Note: it is inserted before LoopInterchangePass in the regular pipeline?

Also there is a comment before another insertion // BBVectorize may have significantly shortened a loop body; unroll again.. Could this be valid for the Loop and SLP vectorizers that are inserted below?

hfinkel added a subscriber: hfinkel.Jan 8 2016, 8:45 AM
hfinkel added inline comments.
lib/Transforms/IPO/PassManagerBuilder.cpp
576

Also there is a comment before another insertion // BBVectorize may have significantly shortened a loop body; unroll again.. Could this be valid for the Loop and SLP vectorizers that are inserted below?
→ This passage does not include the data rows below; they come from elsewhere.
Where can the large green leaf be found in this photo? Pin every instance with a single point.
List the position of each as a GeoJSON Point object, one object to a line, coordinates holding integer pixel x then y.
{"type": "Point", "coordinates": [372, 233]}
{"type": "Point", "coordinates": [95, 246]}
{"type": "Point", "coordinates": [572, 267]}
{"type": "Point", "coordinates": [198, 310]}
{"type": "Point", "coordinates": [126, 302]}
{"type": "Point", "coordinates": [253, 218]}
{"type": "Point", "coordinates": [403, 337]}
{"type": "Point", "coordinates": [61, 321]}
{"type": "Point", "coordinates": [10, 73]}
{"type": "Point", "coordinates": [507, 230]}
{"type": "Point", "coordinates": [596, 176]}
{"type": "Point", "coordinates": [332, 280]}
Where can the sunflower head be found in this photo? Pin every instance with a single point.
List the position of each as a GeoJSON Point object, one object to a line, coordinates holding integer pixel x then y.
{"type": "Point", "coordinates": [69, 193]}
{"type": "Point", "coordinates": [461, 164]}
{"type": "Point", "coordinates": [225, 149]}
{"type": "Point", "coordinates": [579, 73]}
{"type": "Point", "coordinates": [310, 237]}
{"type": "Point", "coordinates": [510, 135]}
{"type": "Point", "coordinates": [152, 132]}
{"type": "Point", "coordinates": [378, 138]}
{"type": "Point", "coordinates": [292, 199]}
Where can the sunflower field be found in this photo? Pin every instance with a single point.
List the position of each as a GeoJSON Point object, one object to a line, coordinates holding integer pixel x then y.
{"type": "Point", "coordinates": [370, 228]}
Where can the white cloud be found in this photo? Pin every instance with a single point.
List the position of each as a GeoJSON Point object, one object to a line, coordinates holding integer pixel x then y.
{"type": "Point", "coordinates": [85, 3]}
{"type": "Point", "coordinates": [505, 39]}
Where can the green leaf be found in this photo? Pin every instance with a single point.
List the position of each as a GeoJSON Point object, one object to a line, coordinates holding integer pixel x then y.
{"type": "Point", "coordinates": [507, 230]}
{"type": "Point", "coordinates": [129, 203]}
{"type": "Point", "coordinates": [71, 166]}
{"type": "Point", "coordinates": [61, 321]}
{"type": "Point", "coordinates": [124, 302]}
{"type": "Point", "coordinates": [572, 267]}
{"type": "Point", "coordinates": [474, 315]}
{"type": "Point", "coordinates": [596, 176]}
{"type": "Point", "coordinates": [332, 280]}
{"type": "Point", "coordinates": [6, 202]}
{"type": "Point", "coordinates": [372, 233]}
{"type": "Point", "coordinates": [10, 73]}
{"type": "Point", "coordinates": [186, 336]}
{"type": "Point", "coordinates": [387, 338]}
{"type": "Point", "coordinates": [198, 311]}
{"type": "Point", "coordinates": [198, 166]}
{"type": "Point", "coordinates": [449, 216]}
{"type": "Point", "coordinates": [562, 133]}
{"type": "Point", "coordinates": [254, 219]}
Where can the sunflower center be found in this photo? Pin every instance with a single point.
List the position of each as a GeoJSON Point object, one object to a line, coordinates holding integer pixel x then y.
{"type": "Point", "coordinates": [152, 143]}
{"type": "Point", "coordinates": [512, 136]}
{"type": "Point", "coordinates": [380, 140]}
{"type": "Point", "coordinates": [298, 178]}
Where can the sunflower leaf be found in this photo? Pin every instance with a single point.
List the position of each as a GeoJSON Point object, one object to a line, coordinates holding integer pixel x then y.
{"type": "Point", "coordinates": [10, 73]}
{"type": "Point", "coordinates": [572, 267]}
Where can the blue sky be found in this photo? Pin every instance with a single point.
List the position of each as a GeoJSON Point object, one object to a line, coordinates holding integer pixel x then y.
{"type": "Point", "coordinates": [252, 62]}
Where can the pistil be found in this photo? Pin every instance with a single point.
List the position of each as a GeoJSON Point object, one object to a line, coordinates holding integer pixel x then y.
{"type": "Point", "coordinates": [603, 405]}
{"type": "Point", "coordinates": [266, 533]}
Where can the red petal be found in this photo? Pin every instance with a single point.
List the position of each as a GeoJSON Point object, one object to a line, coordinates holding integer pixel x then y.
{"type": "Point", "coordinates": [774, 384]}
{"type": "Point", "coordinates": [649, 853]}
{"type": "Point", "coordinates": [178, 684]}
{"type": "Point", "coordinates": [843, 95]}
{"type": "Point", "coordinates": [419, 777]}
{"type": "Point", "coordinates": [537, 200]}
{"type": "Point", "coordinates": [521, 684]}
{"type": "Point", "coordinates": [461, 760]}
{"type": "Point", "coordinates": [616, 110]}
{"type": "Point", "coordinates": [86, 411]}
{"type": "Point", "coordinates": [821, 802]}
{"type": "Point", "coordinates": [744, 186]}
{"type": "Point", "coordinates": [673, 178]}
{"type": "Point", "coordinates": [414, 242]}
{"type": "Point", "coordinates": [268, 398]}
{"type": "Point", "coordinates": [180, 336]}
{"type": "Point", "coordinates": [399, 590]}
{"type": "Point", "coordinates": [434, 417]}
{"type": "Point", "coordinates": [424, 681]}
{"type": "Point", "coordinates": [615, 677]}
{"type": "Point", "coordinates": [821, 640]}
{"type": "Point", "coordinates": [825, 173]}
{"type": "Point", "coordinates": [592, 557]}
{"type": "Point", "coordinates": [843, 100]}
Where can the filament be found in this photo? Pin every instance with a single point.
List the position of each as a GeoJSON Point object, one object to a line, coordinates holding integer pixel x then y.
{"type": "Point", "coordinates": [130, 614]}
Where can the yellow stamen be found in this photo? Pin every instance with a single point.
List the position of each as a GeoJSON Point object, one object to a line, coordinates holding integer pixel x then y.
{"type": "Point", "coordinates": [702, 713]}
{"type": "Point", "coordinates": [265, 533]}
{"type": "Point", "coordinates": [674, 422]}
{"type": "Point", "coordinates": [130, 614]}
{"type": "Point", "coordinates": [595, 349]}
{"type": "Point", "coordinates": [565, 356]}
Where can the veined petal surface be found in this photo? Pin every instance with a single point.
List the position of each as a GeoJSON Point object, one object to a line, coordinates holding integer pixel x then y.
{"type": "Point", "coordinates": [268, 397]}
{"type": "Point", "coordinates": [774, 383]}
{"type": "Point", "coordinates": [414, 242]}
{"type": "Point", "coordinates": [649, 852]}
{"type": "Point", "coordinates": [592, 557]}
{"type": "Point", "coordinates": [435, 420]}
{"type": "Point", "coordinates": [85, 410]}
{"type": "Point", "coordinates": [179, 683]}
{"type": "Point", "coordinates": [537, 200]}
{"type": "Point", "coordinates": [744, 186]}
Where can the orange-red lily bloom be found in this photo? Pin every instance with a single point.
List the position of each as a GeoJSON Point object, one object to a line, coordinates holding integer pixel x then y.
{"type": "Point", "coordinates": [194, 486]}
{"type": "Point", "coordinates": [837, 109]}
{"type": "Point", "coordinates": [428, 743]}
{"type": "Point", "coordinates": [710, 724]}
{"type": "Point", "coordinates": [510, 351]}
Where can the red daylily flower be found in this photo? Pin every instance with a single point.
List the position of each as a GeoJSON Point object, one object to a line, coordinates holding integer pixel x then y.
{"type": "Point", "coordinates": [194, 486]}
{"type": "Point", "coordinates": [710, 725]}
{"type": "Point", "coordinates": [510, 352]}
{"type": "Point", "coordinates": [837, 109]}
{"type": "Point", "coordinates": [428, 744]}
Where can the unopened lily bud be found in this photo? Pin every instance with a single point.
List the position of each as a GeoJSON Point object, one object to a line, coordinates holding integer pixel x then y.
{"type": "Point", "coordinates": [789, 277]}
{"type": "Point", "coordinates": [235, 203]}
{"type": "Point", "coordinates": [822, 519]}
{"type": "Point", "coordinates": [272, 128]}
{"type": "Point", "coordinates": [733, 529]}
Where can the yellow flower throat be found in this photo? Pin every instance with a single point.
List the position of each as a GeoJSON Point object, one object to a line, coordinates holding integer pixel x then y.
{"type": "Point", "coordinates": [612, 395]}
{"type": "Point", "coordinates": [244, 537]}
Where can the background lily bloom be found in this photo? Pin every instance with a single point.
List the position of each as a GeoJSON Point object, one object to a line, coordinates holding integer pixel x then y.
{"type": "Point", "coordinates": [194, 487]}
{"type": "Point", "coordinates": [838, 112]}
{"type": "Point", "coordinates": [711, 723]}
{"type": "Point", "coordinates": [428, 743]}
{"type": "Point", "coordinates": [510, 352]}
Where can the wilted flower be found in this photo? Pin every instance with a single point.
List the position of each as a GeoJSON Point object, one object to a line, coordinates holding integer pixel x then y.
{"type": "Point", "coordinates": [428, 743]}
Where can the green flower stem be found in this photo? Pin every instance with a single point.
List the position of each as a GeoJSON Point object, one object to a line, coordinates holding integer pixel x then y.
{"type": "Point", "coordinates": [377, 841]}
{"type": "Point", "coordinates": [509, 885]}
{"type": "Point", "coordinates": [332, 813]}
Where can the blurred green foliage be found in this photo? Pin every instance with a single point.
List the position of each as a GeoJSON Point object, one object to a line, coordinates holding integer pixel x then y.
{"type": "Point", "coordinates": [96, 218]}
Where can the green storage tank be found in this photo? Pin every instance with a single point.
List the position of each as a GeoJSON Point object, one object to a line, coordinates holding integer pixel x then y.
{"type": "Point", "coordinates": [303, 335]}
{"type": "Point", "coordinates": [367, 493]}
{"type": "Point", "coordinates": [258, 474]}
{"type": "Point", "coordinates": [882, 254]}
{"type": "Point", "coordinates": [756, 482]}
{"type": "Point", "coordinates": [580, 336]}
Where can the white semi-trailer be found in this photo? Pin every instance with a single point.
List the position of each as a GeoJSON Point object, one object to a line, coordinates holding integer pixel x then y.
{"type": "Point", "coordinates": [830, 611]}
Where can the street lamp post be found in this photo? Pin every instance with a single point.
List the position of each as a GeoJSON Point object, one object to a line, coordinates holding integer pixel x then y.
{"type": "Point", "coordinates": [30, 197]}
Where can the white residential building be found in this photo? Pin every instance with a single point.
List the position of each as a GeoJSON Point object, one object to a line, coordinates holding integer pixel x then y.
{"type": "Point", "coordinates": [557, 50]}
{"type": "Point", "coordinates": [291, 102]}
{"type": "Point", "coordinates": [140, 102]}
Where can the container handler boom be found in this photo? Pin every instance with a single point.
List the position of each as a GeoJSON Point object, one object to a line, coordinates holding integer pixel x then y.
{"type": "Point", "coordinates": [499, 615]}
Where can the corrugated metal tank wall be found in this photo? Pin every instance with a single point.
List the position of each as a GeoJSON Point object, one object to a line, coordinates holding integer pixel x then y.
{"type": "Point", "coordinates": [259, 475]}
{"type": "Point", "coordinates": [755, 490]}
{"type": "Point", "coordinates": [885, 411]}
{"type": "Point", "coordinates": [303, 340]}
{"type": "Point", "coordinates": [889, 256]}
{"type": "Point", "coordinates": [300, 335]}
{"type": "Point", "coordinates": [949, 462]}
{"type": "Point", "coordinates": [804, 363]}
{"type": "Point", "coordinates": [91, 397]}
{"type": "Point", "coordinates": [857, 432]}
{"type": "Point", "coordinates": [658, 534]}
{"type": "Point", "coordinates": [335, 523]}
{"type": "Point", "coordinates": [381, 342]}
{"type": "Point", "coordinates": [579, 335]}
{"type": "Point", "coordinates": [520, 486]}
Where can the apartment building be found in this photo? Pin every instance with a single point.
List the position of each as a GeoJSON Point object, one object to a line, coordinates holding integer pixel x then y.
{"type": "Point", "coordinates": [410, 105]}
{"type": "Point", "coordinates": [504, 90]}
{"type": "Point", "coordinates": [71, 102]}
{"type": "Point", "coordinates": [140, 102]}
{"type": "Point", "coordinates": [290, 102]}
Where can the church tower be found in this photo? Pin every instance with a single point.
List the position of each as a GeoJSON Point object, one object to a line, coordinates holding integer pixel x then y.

Yes, although for the loop vectorizer there is a competing effect: The loop vectorizer does not vectorize loops with known constant trip counts below some threshold (TinyTripCountVectorThreshold - 16 by default).

Hi Mehdi,

Note: it is inserted before LoopInterchangePass in the regular pipeline?

In the regular pipeline there are many runs of loop unrolling. This extra unroll will only unroll loops completely - it'll never do partial unrolling. So the ideal place to do this is when loops are most countable and when trivial loops have been deleted. That's why I put this after LoopDeletion.

I agree that a cleanup Unroll after Vectorize seems a good idea. I'll add that.

James

jmolloy updated this revision to Diff 44626.Jan 12 2016, 5:44 AM
jmolloy accepted this revision.Jan 14 2016, 6:58 AM
jmolloy added a reviewer: jmolloy.

Mehdi accepted this on IRC with the condition that the first unroll invocation was swapped with LoopInterchange to be identical to the non-LTO pipeline.

This revision is now accepted and ready to land.Jan 14 2016, 6:58 AM
jmolloy closed this revision.Jan 14 2016, 7:04 AM

r257767